Of all of them Yuan looked most curiously at his second cousin, Sheng, whom Ai-lan called the poet, and this was partly because Yuan himself loved verses and partly because he liked the grace about the youth, a slender grace, made quicker and more marked because he wore the dark and simple foreign garb. He was beautiful, and Yuan loved beauty very well, and he could scarcely keep his eyes from Sheng’s golden, oval face and from his eyes, as apricot in shape as any maid’s, and soft and black and dreaming, for there was some feeling in this cousin, some look of inner understanding, which drew the heart of Yuan and made him long to speak with Sheng. But neither Sheng nor Meng said anything and soon Sheng read a book, and when the nuts were gone Meng went away.

But in this crowded room no speech was easy. The children wept at anything, and the doors squeaked with constant passing of the servants coming in with tea and tidbits and there was the whispering of his elder cousin’s wife, and Ai-lan’s laughter and mocking interest in the tales she heard.

So did a long evening pass. There was a mighty dinner at which the uncle and the elder cousin ate beyond belief, complaining together if some dish fell below their hopes, and comparing the cooking of meats and sweets, and praising loudly if a dish were good, and calling for the cook to come and hear their judgments. The cook came, his apron very foul and black with all his labors, and he listened anxiously, his oily face all smiles if he were praised and he all promises and hanging of his head if he were blamed.
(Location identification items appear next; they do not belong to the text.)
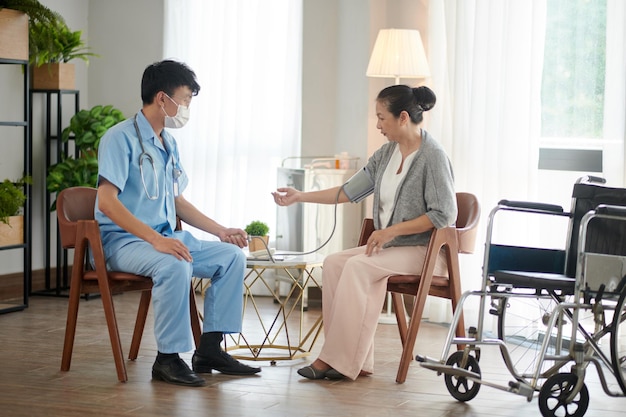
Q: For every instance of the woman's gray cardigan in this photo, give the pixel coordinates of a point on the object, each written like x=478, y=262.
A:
x=427, y=188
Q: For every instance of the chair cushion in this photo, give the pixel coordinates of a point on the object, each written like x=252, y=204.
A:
x=437, y=281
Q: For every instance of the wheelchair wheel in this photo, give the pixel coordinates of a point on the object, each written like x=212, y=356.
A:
x=554, y=392
x=522, y=326
x=460, y=387
x=618, y=342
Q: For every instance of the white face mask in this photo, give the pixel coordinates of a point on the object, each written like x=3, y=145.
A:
x=180, y=119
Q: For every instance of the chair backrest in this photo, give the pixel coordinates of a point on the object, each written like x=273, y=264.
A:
x=466, y=224
x=467, y=221
x=74, y=204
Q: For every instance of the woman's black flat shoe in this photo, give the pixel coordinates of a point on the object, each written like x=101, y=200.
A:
x=334, y=374
x=311, y=373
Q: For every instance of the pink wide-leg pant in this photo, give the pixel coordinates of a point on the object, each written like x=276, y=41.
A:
x=353, y=295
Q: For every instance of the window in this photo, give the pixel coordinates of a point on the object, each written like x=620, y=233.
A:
x=573, y=82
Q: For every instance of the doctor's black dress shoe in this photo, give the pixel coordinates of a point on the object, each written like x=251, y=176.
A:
x=176, y=371
x=222, y=362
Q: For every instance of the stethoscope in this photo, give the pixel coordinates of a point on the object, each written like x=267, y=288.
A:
x=145, y=156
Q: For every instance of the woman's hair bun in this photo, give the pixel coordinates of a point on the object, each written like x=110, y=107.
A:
x=425, y=97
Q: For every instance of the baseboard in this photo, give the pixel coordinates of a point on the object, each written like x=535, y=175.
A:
x=12, y=285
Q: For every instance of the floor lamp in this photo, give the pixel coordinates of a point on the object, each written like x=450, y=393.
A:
x=397, y=53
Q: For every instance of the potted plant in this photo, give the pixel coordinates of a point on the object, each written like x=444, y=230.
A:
x=86, y=128
x=51, y=46
x=259, y=230
x=14, y=18
x=12, y=198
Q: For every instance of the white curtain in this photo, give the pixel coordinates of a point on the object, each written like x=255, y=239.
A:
x=247, y=57
x=486, y=61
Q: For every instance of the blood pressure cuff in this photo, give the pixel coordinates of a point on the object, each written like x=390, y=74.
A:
x=359, y=186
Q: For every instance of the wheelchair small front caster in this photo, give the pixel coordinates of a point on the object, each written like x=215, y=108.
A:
x=460, y=387
x=554, y=393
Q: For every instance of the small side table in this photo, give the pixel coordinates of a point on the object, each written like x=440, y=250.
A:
x=283, y=336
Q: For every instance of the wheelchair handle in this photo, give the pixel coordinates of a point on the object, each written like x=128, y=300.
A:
x=609, y=210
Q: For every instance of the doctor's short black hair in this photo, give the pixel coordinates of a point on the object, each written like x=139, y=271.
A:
x=167, y=75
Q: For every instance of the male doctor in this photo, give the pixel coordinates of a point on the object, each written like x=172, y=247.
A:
x=140, y=186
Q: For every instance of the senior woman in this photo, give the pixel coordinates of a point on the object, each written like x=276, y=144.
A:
x=412, y=182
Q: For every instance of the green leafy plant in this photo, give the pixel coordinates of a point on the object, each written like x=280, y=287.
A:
x=51, y=42
x=86, y=128
x=257, y=228
x=12, y=197
x=36, y=11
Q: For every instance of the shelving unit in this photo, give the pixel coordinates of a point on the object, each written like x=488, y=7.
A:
x=55, y=150
x=26, y=247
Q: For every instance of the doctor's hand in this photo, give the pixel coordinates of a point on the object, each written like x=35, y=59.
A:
x=173, y=247
x=285, y=196
x=235, y=236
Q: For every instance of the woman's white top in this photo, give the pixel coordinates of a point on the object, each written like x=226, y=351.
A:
x=389, y=185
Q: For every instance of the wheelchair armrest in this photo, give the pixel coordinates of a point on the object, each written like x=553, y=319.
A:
x=553, y=208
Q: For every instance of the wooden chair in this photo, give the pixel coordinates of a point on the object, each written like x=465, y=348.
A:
x=79, y=230
x=456, y=239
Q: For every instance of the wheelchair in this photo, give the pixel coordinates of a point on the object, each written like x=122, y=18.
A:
x=554, y=311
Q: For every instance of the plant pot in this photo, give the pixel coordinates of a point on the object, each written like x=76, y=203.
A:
x=256, y=243
x=55, y=76
x=12, y=233
x=13, y=34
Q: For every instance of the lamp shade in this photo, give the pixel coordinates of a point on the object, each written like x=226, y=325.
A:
x=398, y=53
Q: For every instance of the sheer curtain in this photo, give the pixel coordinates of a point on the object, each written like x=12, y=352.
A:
x=486, y=62
x=246, y=119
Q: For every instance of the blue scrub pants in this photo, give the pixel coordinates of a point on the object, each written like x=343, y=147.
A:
x=223, y=263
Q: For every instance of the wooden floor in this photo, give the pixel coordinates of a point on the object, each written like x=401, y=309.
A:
x=32, y=385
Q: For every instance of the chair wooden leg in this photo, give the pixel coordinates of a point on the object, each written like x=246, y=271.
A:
x=114, y=335
x=140, y=324
x=411, y=335
x=70, y=327
x=398, y=307
x=196, y=328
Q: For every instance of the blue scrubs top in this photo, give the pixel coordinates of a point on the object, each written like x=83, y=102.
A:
x=118, y=162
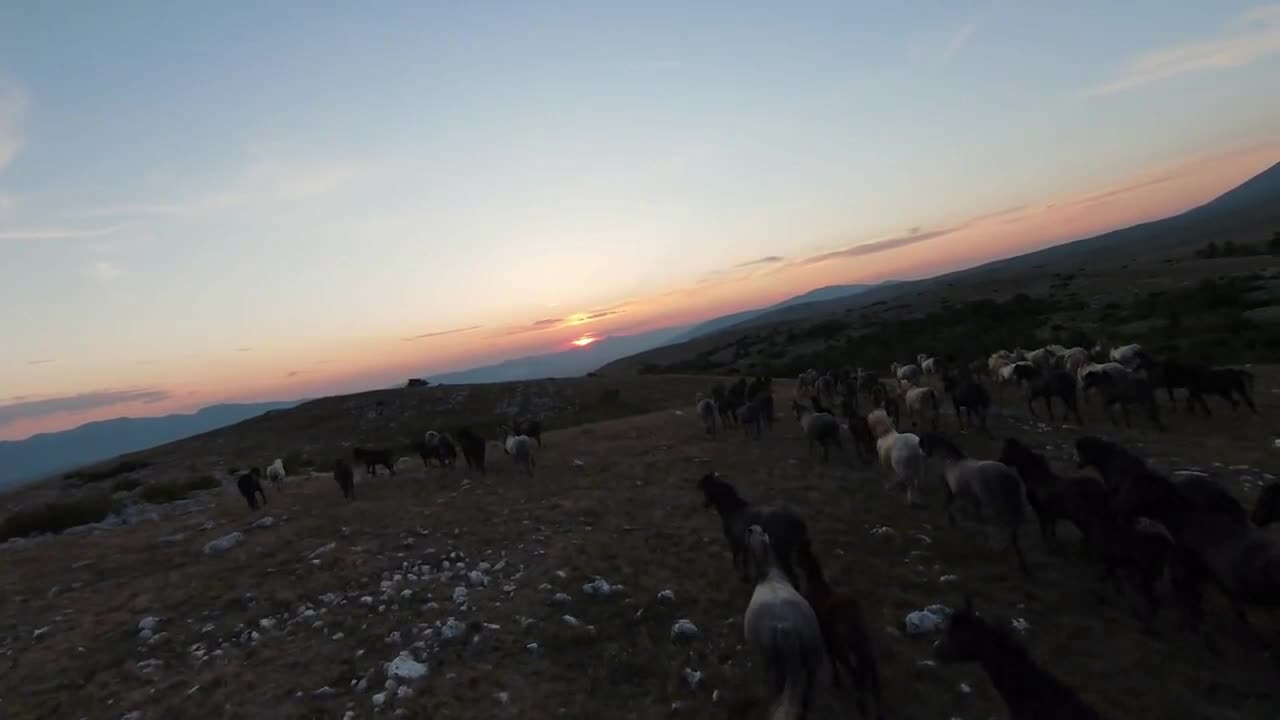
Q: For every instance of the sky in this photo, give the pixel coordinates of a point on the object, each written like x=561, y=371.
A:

As for the lady, Yuan’s uncle’s wife, she was distraught on her own account to find out if any dish were meat or cooked with lard or had an egg in it, for now that she was old she took the Buddhist vow against all flesh, and she had her own cook, who served up vegetables in every sort of cunning shape of meats, so that a dish that one would swear was pigeons’ eggs in soup, would have no pigeon egg at all, or a fish would come so like a fish with eyes and scales in such cunning imitation that one must believe it was a fish until he cut and saw there were no flesh and bones The lady kept her husband’s concubine busy to see to all this, and she did it ostentatiously, saying, “Lady, it ought to be a task my son’s wife does for me, but in these new days the son’s wives are not what they were. I have no daughter-in-law at all or good as none.”